Asthma causes and symptoms. Antigen presentation by the dendritic cell with the lymphocyte and cytokine response leading to airway inflammation and asthma symptoms.



Some of the principal cells identified in airway inflammation include mast cells, eosinophils, epithelial cells, macrophages, and activated T lymphocytes. T lymphocytes play an important role in the regulation of airway inflammation through the release of numerous cytokines. Other constituent airway cells, such as fibroblasts, endothelial cells, and epithelial cells, contribute to the chronicity of the disease. Other factors, such as adhesion molecules (eg, selectins, integrins), are critical in directing the inflammatory changes in the airway. Finally, cell-derived mediators influence smooth muscle tone and produce structural changes and remodeling of the airway.15,16

The presence of airway hyperresponsiveness or bronchial hyperreactivity in asthma is an exaggerated response to numerous exogenous and endogenous stimuli. The mechanisms involved include direct stimulation of airway smooth muscle and indirect stimulation by pharmacologically active substances from mediator-secreting cells such as mast cells or nonmyelinated sensory neurons. The degree of airway hyperresponsiveness generally correlates with the clinical severity of asthma.

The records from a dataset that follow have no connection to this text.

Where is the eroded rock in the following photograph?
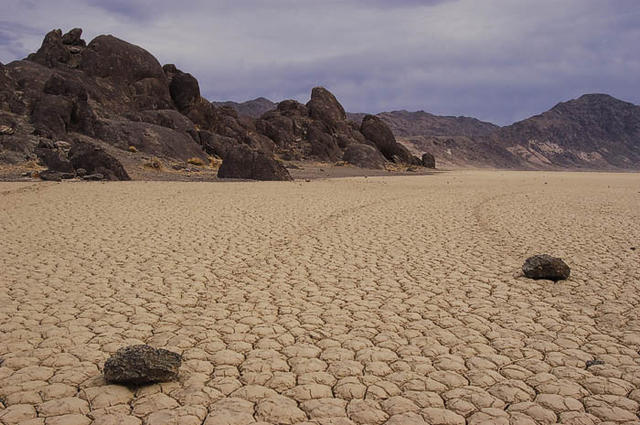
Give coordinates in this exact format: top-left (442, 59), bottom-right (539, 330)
top-left (522, 254), bottom-right (571, 281)
top-left (218, 145), bottom-right (293, 181)
top-left (104, 345), bottom-right (182, 385)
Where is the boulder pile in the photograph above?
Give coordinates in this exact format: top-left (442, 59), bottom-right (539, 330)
top-left (0, 28), bottom-right (430, 180)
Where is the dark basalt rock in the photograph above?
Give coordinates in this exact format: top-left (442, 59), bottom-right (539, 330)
top-left (83, 172), bottom-right (104, 181)
top-left (31, 94), bottom-right (73, 139)
top-left (422, 152), bottom-right (436, 168)
top-left (307, 122), bottom-right (342, 161)
top-left (36, 141), bottom-right (74, 173)
top-left (39, 170), bottom-right (76, 182)
top-left (307, 87), bottom-right (347, 129)
top-left (169, 69), bottom-right (200, 111)
top-left (276, 99), bottom-right (309, 117)
top-left (360, 115), bottom-right (413, 164)
top-left (28, 29), bottom-right (71, 68)
top-left (62, 28), bottom-right (87, 47)
top-left (198, 130), bottom-right (238, 159)
top-left (80, 35), bottom-right (166, 83)
top-left (342, 144), bottom-right (385, 170)
top-left (218, 145), bottom-right (293, 181)
top-left (104, 345), bottom-right (182, 385)
top-left (522, 254), bottom-right (571, 281)
top-left (94, 115), bottom-right (206, 161)
top-left (69, 140), bottom-right (131, 180)
top-left (43, 74), bottom-right (87, 101)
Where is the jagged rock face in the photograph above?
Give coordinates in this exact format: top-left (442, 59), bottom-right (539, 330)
top-left (36, 141), bottom-right (74, 173)
top-left (80, 35), bottom-right (166, 83)
top-left (256, 92), bottom-right (382, 161)
top-left (307, 87), bottom-right (347, 129)
top-left (0, 28), bottom-right (420, 180)
top-left (218, 144), bottom-right (293, 181)
top-left (211, 97), bottom-right (278, 118)
top-left (342, 143), bottom-right (385, 170)
top-left (29, 29), bottom-right (71, 68)
top-left (69, 140), bottom-right (131, 180)
top-left (422, 152), bottom-right (436, 168)
top-left (360, 115), bottom-right (415, 164)
top-left (62, 28), bottom-right (87, 47)
top-left (163, 65), bottom-right (200, 111)
top-left (104, 345), bottom-right (182, 385)
top-left (347, 111), bottom-right (499, 137)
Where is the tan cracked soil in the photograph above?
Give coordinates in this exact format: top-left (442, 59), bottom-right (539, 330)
top-left (0, 171), bottom-right (640, 425)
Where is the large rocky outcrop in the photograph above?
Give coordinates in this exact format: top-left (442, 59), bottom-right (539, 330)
top-left (360, 115), bottom-right (416, 164)
top-left (218, 144), bottom-right (292, 181)
top-left (0, 28), bottom-right (424, 180)
top-left (307, 87), bottom-right (347, 130)
top-left (256, 87), bottom-right (410, 168)
top-left (69, 140), bottom-right (131, 180)
top-left (342, 143), bottom-right (385, 169)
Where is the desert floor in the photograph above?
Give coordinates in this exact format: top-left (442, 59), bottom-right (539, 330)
top-left (0, 171), bottom-right (640, 425)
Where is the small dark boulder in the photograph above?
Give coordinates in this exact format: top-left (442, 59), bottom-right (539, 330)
top-left (522, 254), bottom-right (571, 282)
top-left (27, 29), bottom-right (71, 68)
top-left (69, 141), bottom-right (131, 180)
top-left (360, 115), bottom-right (413, 164)
top-left (422, 152), bottom-right (436, 168)
top-left (83, 168), bottom-right (104, 181)
top-left (43, 74), bottom-right (88, 101)
top-left (38, 170), bottom-right (75, 182)
top-left (342, 144), bottom-right (384, 170)
top-left (62, 28), bottom-right (87, 47)
top-left (218, 144), bottom-right (293, 181)
top-left (169, 71), bottom-right (200, 111)
top-left (104, 345), bottom-right (182, 385)
top-left (36, 142), bottom-right (73, 173)
top-left (80, 35), bottom-right (167, 84)
top-left (276, 99), bottom-right (309, 117)
top-left (198, 130), bottom-right (238, 159)
top-left (307, 87), bottom-right (347, 129)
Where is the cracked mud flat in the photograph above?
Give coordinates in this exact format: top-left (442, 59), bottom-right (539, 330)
top-left (0, 171), bottom-right (640, 425)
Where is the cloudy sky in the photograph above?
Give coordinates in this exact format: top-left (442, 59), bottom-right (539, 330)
top-left (0, 0), bottom-right (640, 124)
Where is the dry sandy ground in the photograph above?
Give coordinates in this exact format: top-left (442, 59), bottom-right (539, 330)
top-left (0, 172), bottom-right (640, 425)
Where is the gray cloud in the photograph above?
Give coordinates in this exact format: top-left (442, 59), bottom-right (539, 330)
top-left (0, 0), bottom-right (640, 124)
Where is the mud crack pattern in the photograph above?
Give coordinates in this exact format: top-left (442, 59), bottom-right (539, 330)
top-left (0, 172), bottom-right (640, 425)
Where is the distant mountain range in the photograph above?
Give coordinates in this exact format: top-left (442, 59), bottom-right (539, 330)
top-left (0, 28), bottom-right (640, 180)
top-left (220, 94), bottom-right (640, 170)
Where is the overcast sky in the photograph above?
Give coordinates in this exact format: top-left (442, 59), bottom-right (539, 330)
top-left (0, 0), bottom-right (640, 124)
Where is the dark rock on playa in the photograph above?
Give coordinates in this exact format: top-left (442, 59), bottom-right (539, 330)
top-left (69, 141), bottom-right (131, 180)
top-left (62, 28), bottom-right (87, 47)
top-left (218, 145), bottom-right (293, 181)
top-left (422, 152), bottom-right (436, 168)
top-left (104, 345), bottom-right (182, 385)
top-left (81, 172), bottom-right (104, 181)
top-left (169, 66), bottom-right (200, 111)
top-left (307, 87), bottom-right (347, 128)
top-left (342, 144), bottom-right (384, 170)
top-left (522, 254), bottom-right (571, 282)
top-left (360, 115), bottom-right (413, 164)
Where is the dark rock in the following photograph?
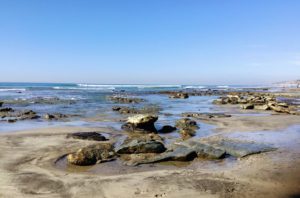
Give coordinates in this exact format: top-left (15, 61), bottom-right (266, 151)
top-left (126, 145), bottom-right (197, 165)
top-left (67, 132), bottom-right (107, 141)
top-left (116, 139), bottom-right (166, 154)
top-left (112, 106), bottom-right (160, 114)
top-left (176, 118), bottom-right (199, 130)
top-left (182, 112), bottom-right (231, 120)
top-left (206, 138), bottom-right (275, 158)
top-left (180, 140), bottom-right (225, 159)
top-left (108, 96), bottom-right (145, 103)
top-left (241, 104), bottom-right (254, 109)
top-left (254, 104), bottom-right (271, 111)
top-left (0, 107), bottom-right (14, 112)
top-left (122, 114), bottom-right (158, 132)
top-left (17, 110), bottom-right (40, 120)
top-left (169, 92), bottom-right (189, 99)
top-left (44, 113), bottom-right (68, 120)
top-left (158, 125), bottom-right (177, 133)
top-left (67, 143), bottom-right (116, 166)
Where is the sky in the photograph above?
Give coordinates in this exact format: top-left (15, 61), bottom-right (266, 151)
top-left (0, 0), bottom-right (300, 84)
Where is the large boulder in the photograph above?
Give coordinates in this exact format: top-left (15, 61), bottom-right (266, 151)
top-left (122, 114), bottom-right (158, 132)
top-left (116, 134), bottom-right (166, 154)
top-left (67, 132), bottom-right (107, 141)
top-left (67, 143), bottom-right (115, 166)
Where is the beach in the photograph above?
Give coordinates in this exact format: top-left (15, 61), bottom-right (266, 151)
top-left (0, 85), bottom-right (300, 198)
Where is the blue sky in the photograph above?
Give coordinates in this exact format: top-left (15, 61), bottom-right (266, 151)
top-left (0, 0), bottom-right (300, 84)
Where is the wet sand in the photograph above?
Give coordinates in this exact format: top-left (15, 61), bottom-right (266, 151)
top-left (0, 114), bottom-right (300, 198)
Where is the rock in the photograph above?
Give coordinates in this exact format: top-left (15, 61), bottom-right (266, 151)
top-left (206, 138), bottom-right (275, 158)
top-left (108, 96), bottom-right (145, 103)
top-left (182, 112), bottom-right (231, 120)
top-left (7, 119), bottom-right (17, 123)
top-left (112, 106), bottom-right (159, 114)
top-left (213, 98), bottom-right (227, 105)
top-left (67, 143), bottom-right (116, 166)
top-left (44, 113), bottom-right (68, 120)
top-left (122, 114), bottom-right (158, 132)
top-left (169, 92), bottom-right (189, 99)
top-left (126, 145), bottom-right (197, 165)
top-left (268, 102), bottom-right (290, 113)
top-left (175, 118), bottom-right (199, 130)
top-left (17, 110), bottom-right (40, 120)
top-left (179, 128), bottom-right (196, 140)
top-left (158, 125), bottom-right (177, 133)
top-left (116, 135), bottom-right (166, 154)
top-left (4, 97), bottom-right (75, 105)
top-left (0, 107), bottom-right (14, 112)
top-left (241, 104), bottom-right (254, 109)
top-left (178, 140), bottom-right (225, 159)
top-left (0, 108), bottom-right (40, 122)
top-left (67, 132), bottom-right (108, 141)
top-left (254, 104), bottom-right (271, 111)
top-left (176, 118), bottom-right (199, 139)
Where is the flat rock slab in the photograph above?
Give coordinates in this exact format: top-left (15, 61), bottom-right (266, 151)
top-left (182, 112), bottom-right (231, 119)
top-left (178, 140), bottom-right (226, 159)
top-left (206, 138), bottom-right (276, 158)
top-left (67, 132), bottom-right (108, 141)
top-left (125, 145), bottom-right (197, 166)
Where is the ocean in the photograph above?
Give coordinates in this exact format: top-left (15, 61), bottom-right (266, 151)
top-left (0, 83), bottom-right (270, 132)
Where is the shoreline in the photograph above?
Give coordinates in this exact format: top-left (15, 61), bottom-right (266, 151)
top-left (0, 89), bottom-right (300, 198)
top-left (0, 115), bottom-right (300, 197)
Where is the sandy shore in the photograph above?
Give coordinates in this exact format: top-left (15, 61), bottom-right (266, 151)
top-left (0, 114), bottom-right (300, 198)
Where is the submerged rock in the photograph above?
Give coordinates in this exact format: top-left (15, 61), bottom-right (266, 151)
top-left (158, 125), bottom-right (177, 133)
top-left (112, 106), bottom-right (159, 114)
top-left (206, 138), bottom-right (275, 158)
top-left (254, 105), bottom-right (271, 111)
top-left (176, 118), bottom-right (199, 129)
top-left (108, 96), bottom-right (145, 103)
top-left (125, 145), bottom-right (197, 166)
top-left (116, 135), bottom-right (166, 154)
top-left (17, 110), bottom-right (40, 120)
top-left (67, 143), bottom-right (116, 166)
top-left (0, 107), bottom-right (40, 120)
top-left (44, 113), bottom-right (68, 120)
top-left (241, 104), bottom-right (254, 109)
top-left (169, 92), bottom-right (189, 99)
top-left (179, 140), bottom-right (225, 159)
top-left (122, 114), bottom-right (158, 132)
top-left (182, 112), bottom-right (231, 119)
top-left (67, 132), bottom-right (108, 141)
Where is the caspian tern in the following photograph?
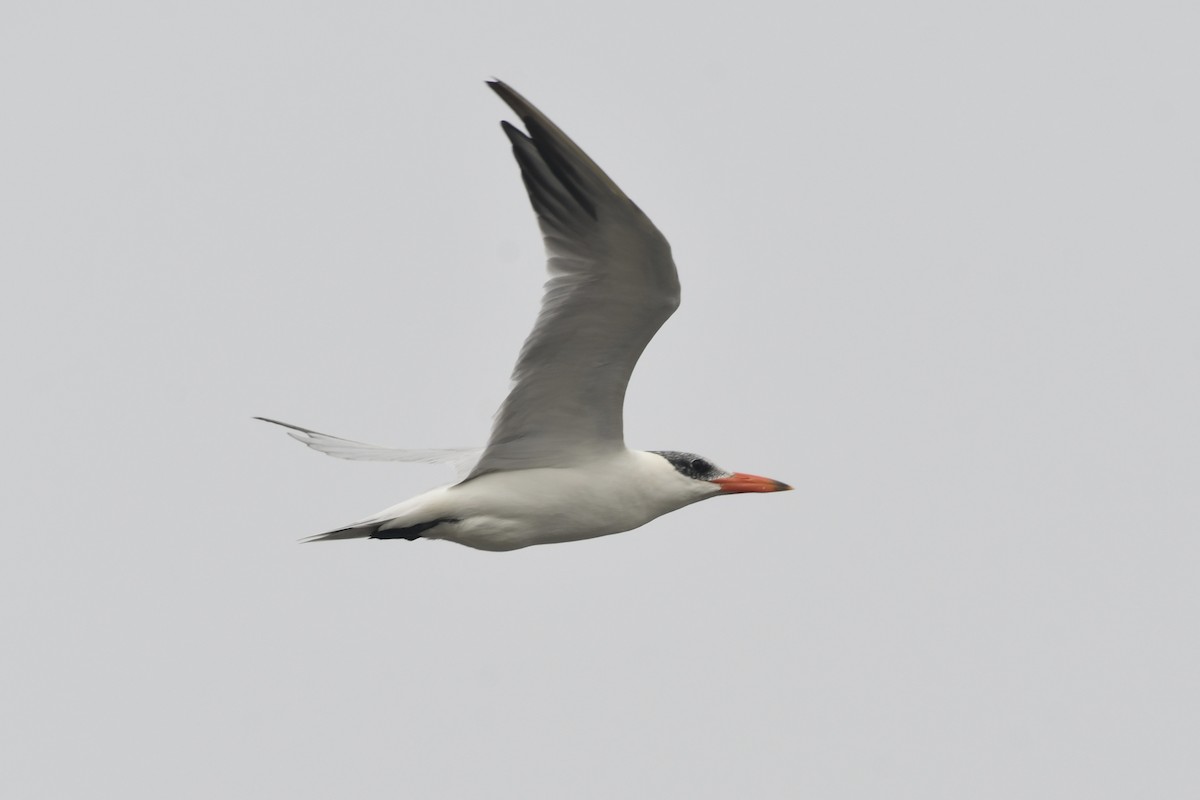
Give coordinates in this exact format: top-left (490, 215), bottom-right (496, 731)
top-left (257, 80), bottom-right (792, 551)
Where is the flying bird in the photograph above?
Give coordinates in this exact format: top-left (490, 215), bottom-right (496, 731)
top-left (256, 80), bottom-right (792, 551)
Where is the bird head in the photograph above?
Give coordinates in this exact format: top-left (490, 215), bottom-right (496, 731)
top-left (649, 450), bottom-right (792, 497)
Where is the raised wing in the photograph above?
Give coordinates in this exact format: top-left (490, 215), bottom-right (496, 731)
top-left (470, 80), bottom-right (679, 476)
top-left (254, 416), bottom-right (482, 480)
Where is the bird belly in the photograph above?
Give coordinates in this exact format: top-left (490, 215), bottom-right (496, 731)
top-left (425, 469), bottom-right (685, 551)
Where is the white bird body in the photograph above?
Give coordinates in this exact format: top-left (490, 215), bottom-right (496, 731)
top-left (352, 450), bottom-right (721, 551)
top-left (258, 80), bottom-right (791, 551)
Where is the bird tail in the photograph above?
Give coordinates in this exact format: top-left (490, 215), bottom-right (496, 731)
top-left (300, 522), bottom-right (379, 542)
top-left (300, 517), bottom-right (453, 542)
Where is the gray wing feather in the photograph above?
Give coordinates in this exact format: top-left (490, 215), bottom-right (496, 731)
top-left (470, 82), bottom-right (679, 476)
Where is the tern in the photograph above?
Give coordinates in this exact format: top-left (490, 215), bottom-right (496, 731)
top-left (256, 80), bottom-right (792, 551)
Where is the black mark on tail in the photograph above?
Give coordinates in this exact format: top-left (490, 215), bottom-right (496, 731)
top-left (371, 517), bottom-right (462, 541)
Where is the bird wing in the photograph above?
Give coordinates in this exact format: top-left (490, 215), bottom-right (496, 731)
top-left (470, 80), bottom-right (679, 477)
top-left (254, 416), bottom-right (482, 480)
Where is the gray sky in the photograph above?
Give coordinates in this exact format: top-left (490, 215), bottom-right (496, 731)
top-left (0, 0), bottom-right (1200, 800)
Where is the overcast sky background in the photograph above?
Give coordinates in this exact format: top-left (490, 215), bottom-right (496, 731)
top-left (0, 0), bottom-right (1200, 800)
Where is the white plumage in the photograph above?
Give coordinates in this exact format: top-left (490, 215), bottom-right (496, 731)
top-left (258, 82), bottom-right (791, 551)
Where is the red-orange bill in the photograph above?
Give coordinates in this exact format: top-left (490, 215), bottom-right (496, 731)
top-left (713, 473), bottom-right (792, 494)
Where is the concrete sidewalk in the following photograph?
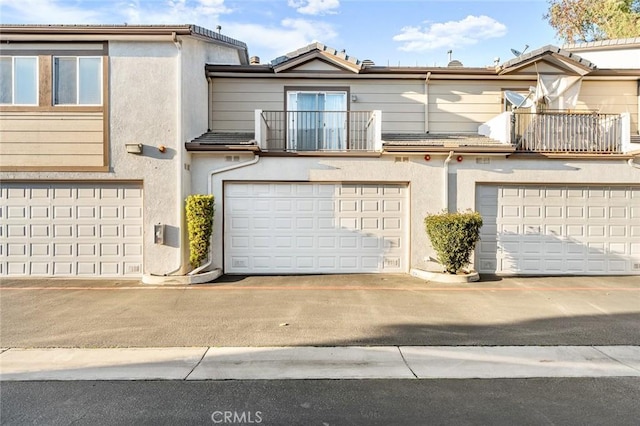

Airflow obstruction can be caused by a variety of changes, including acute bronchoconstriction, airway edema, chronic mucous plug formation, and airway remodeling. Acute bronchoconstriction is the consequence of immunoglobulin E–dependent mediator release upon exposure to aeroallergens and is the primary component of the early asthmatic response. Airway edema occurs 6-24 hours following an allergen challenge and is referred to as the late asthmatic response. Chronic mucous plug formation consists of an exudate of serum proteins and cell debris that may take weeks to resolve. Airway remodeling is associated with structural changes due to long-standing inflammation and may profoundly affect the extent of reversibility of airway obstruction.17

The 2007 Expert Panel Report 3 noted several key new differences in the pathophysiology of asthma, as follows:
  • The critical role of inflammation has been further substantiated, but evidence is emerging for considerable variability in the pattern of inflammation, thus indicating phenotypic differences that may influence treatment responses.
  • Of the environmental factors, allergic reactions remain important. Evidence also suggests a key and expanding role for viral respiratory infections in these processes.
  • The onset of asthma for most patients begins early in life, with the pattern of disease persistence determined by early, recognizable risk factors including atopic disease, recurrent wheezing, and a parental history of asthma.
  • Current asthma treatment with anti-inflammatory therapy does not appear to prevent progression of the underlying disease severity.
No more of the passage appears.